For the majority of my life I dreaded the end of the summer and looked forward to never having a “back to school”. I remember getting so mad at the back to school television ads and crying my eyes out every last day of summer. However going back to college each year was much different because I liked what I was going back to. I was going back to my livelihood and my friends, and as much as I love summer and being at the shore, I was honestly never sad to start a semester. This summer has been a surreal mix of various emotions because aside from filling out endless job applications, I have not been doing any activities that I had not done in past summers. It has not even felt like I graduated yet to be honest. It just has not sunken in. It still feels like I'll be going back in September. However I know the moment it will sink in and that will be September 3rd. On September 3rd when students move into school and campus life starts back up I will not be part of it, and that is when it is really going to hit me hard.
Currently however the feeling of not having a back to school is just strange. I have more then once wandered into the back to school section at target and thought to myself, what do I need? Only to remember that I need not one school supply because for me a new school year is not happening. I am honestly pretty sad about it for the most part. I know that time stands still for no man and that technically this is progression and I should just be happy that I was able to achieve such a milestone, but I really have not smiled once about no longer being a college student. I think what really surprises me the most is that I have been very jealous towards the friends I have who are going back to school. This might be petty to admit but it really is true.

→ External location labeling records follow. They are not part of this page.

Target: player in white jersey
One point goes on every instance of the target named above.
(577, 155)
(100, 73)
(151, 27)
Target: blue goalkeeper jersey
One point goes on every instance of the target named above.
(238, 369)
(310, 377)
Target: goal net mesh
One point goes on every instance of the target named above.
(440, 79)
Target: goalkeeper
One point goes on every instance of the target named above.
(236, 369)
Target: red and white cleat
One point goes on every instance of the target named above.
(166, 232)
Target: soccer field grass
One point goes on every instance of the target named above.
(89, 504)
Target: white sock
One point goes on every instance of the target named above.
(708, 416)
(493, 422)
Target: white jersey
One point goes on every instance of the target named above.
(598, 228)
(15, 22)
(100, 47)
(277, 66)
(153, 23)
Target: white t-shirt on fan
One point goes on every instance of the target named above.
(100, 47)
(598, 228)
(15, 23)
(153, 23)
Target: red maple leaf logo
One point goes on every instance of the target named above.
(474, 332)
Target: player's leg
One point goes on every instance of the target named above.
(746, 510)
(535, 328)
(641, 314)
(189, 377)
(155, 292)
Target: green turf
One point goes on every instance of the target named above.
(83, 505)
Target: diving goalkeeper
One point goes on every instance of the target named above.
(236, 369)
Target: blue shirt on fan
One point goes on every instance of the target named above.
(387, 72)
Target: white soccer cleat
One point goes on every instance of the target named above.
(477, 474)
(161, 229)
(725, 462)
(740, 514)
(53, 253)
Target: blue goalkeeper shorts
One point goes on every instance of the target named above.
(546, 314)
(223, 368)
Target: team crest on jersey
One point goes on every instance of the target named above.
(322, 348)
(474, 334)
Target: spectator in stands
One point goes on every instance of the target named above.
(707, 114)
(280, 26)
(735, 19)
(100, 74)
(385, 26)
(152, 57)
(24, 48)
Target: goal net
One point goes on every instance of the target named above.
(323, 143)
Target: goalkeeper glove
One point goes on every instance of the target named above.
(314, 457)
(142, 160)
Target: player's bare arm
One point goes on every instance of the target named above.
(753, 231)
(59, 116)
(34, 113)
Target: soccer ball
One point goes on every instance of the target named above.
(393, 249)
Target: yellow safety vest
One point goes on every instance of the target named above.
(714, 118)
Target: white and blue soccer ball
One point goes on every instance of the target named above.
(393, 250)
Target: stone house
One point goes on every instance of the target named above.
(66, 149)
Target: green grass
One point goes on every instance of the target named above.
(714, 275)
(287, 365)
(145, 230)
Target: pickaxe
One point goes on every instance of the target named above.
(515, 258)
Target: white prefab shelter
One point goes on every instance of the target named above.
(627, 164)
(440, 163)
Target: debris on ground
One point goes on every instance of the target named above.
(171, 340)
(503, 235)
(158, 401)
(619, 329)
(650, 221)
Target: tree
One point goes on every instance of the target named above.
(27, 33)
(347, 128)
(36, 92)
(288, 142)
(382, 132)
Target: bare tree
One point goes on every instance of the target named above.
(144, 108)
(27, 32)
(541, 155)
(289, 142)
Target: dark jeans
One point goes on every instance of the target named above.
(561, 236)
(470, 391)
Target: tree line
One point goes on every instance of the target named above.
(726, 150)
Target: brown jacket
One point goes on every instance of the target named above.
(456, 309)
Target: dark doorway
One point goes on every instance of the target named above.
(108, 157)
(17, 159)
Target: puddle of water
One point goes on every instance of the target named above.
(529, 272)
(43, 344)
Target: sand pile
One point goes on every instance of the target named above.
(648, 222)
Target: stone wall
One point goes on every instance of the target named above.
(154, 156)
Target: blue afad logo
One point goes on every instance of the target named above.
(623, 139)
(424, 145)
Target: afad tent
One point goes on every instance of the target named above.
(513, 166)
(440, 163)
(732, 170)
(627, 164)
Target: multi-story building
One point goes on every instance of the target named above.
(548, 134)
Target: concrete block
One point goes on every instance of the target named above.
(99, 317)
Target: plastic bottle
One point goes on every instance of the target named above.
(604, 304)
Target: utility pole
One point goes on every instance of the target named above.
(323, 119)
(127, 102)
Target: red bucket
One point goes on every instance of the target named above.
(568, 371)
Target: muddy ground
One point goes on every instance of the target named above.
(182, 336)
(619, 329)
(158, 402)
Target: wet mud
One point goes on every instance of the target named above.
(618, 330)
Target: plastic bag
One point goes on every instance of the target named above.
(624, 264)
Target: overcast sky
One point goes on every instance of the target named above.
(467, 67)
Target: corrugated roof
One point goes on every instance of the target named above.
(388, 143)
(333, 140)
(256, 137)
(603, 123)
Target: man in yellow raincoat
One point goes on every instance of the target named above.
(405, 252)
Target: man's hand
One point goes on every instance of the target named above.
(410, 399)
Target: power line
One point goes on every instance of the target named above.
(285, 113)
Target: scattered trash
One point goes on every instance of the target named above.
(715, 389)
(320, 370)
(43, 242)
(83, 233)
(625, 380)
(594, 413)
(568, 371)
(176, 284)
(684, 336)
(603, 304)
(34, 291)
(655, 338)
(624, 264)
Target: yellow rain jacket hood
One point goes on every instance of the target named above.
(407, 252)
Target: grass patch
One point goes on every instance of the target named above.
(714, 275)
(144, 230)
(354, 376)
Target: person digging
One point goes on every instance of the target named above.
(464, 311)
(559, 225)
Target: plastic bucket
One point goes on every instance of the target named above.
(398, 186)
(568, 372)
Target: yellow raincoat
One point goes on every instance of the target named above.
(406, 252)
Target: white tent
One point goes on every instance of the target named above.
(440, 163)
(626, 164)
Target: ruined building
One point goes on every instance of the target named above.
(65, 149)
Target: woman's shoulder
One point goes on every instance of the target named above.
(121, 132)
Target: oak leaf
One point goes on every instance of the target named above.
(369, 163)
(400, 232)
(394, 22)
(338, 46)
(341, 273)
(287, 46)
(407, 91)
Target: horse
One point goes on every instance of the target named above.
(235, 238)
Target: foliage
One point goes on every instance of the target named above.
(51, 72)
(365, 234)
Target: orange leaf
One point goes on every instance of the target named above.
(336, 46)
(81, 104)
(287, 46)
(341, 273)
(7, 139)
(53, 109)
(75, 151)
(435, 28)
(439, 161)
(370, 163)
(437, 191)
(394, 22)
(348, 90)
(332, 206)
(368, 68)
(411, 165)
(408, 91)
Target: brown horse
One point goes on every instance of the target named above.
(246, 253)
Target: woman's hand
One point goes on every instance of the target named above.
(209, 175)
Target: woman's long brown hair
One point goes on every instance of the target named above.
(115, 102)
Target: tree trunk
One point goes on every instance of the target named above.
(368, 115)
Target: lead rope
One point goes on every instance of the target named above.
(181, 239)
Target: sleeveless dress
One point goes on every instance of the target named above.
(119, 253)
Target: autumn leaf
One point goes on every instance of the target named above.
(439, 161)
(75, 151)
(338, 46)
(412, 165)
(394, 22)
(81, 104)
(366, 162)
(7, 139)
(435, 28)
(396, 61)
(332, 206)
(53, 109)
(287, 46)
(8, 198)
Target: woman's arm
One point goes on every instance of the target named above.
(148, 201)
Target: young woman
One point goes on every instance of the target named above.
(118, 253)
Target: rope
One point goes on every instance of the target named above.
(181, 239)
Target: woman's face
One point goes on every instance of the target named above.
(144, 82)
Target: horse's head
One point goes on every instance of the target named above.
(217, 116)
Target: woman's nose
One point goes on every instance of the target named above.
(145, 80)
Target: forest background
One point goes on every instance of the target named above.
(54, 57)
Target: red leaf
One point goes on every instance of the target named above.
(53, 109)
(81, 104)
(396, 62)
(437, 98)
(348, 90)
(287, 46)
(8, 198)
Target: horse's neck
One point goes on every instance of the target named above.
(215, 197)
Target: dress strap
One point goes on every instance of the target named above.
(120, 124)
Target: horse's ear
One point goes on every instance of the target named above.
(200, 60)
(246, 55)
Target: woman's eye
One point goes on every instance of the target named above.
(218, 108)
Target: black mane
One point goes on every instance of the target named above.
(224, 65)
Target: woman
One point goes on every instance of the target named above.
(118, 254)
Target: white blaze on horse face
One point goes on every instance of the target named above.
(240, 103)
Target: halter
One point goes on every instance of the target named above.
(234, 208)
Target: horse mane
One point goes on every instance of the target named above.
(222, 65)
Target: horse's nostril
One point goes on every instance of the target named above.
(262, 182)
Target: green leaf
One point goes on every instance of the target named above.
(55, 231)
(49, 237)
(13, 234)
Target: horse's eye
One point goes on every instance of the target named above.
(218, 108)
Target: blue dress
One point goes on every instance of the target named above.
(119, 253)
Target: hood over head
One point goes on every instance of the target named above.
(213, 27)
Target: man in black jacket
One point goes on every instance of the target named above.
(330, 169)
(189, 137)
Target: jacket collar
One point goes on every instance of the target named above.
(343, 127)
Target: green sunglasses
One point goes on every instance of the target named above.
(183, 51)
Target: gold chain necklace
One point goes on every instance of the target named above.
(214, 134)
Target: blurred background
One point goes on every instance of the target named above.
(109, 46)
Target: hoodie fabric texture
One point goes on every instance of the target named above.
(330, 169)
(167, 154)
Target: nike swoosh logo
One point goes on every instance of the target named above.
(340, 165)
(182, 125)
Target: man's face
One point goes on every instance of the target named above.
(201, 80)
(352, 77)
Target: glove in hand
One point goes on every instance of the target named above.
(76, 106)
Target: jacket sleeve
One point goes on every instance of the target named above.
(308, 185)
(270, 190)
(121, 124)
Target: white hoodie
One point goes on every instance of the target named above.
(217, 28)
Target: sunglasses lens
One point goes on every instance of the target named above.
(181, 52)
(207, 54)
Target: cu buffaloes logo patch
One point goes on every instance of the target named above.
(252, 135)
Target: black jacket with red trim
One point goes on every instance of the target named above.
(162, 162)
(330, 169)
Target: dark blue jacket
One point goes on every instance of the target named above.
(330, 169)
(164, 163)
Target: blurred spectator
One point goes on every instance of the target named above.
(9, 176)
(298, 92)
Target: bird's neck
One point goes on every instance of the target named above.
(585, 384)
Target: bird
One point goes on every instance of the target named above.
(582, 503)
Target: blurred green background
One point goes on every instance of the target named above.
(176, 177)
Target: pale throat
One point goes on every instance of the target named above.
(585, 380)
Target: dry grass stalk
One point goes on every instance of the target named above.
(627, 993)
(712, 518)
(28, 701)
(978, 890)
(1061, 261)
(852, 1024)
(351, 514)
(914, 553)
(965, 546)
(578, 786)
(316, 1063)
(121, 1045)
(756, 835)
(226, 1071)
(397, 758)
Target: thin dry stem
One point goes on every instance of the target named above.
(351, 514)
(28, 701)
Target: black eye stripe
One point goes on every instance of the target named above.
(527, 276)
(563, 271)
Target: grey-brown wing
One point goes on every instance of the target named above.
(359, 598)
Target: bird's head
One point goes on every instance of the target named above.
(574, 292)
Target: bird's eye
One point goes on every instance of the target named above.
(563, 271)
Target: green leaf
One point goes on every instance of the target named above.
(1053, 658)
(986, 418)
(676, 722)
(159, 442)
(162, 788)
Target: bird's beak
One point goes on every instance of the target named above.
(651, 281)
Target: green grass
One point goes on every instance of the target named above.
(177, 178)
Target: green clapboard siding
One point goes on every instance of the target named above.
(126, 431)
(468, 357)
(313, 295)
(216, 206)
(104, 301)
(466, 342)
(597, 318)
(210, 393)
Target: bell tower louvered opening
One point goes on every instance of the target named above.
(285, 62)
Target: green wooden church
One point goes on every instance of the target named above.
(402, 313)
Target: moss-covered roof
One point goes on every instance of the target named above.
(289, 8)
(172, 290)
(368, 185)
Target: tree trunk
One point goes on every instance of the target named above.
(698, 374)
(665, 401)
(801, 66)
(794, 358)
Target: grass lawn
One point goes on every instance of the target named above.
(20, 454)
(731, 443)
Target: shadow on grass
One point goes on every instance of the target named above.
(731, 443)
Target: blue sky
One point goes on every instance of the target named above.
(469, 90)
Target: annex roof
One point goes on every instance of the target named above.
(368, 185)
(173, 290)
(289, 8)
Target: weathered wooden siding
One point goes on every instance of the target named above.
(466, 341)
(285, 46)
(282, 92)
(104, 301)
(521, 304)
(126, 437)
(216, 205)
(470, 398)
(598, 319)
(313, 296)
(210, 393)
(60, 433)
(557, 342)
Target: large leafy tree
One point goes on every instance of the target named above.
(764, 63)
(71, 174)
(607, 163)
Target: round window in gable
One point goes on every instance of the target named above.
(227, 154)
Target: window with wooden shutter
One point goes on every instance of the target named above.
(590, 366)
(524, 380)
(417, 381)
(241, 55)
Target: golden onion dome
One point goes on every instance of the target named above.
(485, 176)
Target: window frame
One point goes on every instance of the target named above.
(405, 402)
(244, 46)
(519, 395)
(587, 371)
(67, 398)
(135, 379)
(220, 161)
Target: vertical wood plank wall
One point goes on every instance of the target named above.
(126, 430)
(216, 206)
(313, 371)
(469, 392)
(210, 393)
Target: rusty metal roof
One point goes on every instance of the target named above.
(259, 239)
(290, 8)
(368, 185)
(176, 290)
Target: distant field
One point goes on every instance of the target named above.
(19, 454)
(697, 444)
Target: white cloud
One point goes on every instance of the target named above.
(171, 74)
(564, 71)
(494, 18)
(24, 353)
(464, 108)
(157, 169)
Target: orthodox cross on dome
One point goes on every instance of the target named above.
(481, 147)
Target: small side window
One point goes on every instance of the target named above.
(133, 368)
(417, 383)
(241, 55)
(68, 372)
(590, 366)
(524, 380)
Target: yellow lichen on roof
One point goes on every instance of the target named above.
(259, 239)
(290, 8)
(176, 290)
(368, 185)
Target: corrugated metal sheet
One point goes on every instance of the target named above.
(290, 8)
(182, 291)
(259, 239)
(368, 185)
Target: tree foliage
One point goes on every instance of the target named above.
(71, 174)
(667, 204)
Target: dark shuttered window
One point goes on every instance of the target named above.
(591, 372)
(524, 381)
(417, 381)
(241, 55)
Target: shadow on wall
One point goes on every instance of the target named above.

However I often ponder during the day as to whether or not I am really upset to not being going back to school or if I am so upset because my job hunt has been a failure thus far. I have come to the conclusion that it is a mixture of both. Even though the people around me are telling me that work life is horrible, which also does not help, I feel incomplete and bored to currently have such an empty life. I was at my happiest when I had a full class schedule, two part time jobs, two internships and was a member of various campus organizations all at the same time. I may have not have had time to do much else but I was happy because I was extremely productive and I was able to communicate and work with people who I really liked.
For the past couple of months it has not been that way at all. It's just been a void of nothingness. Everyone else I know is busy being productive, meeting new people, going exciting places, and I just here alone in a place I never liked, sending out applications. So to put it simply life without a “back to school” despite how excited I was in middle school for this is both strange and daunting.